Analysis of the distance traveled by the larvae during the light/dark cycle in the VMR test at 21 dpf. (A) Sequence protocol: the activity is measured for 70 min, with 30 min of training in the dark (OFF), then 2 cycles of light/dark (ON/OFF) of 10 min each. (B) Average distance traveled per min for each condition according to the light/dark protocol. Distance traveled by the larvae during: (C) the averaged OFF1 and OFF2 phases; (D) the training phase [blue dotted lines in (B), between 21 and 29 min]; and (E) the averaged ON1 and ON2 phases. Distance were expressed as % of controls. Error bars represent the SD from three replicas except for B where errors bars represent the SEM. The number of animals is indicated within the columns. ^∗p < 0.05.

FIGURE 6

Analysis of rods in pde6a^Q70X zebrafish during development. Representative confocal images of the retina of pde6a^WT and pde6a^Q70X zebrafish obtained after immunostaining of rods with a Rho4d2 antibody highlighting Rhodopsin (red) at 5 dpf (A) and 21 dpf (B).

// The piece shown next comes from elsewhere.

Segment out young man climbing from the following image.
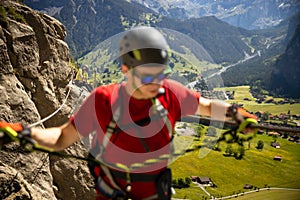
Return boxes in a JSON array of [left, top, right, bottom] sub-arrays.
[[0, 27, 254, 200]]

The nuclei were counterstained with DAPI (blue). Scale bar = 30 μm. (C,D) Quantification of the total area of rod outer segments normalized against the length of the retinal section, based on three independent measurements of larvae per group at 5 dpf (C) and 21 dpf (D). The number of animals is indicated within the columns. ^∗p < 0.05, ^∗∗p < 0.01.

FIGURE 7

Analysis of cones in pde6a^Q70X zebrafish during development. Representative confocal images of the retina of pde6a^WT and pde6a^Q70X zebrafish obtained after immunostaining of cones with a Zpr-1 antibody (green) at 5 dpf (A) and 21 dpf (B). Nuclei were highlighted with DAPI (blue). Scale bar = 30 μm. (C,D) Quantification of the number of cones normalized against the length of the retinal section, based on three independent measurements of larvae per group at 5 dpf (C) and 21 dpf (D). The number of animals is indicated within the columns. ^∗∗∗p < 0.001.

FIGURE 8

Analysis of activated Caspase-3 positive cells in pde6a^Q70X zebrafish during development. (A,B) Representative confocal images of the retina of pde6a^WT and pde6a^Q70X zebrafish obtained after immunostaining of the retinal section with activated Caspase-3 antibody (red) at 5 dpf (A) and 21 dpf (B). Nuclei were highlighted with DAPI (blue). Scale bar = 30 μm. (C,D) Quantification of the number of activated Caspase-3 positive cells in the entire retina based on three independent measurements of larvae per group at 5 dpf (C) and 21 dpf (D). The number of animals is indicated within the columns. ** p < 0.01, ***p < 0.001.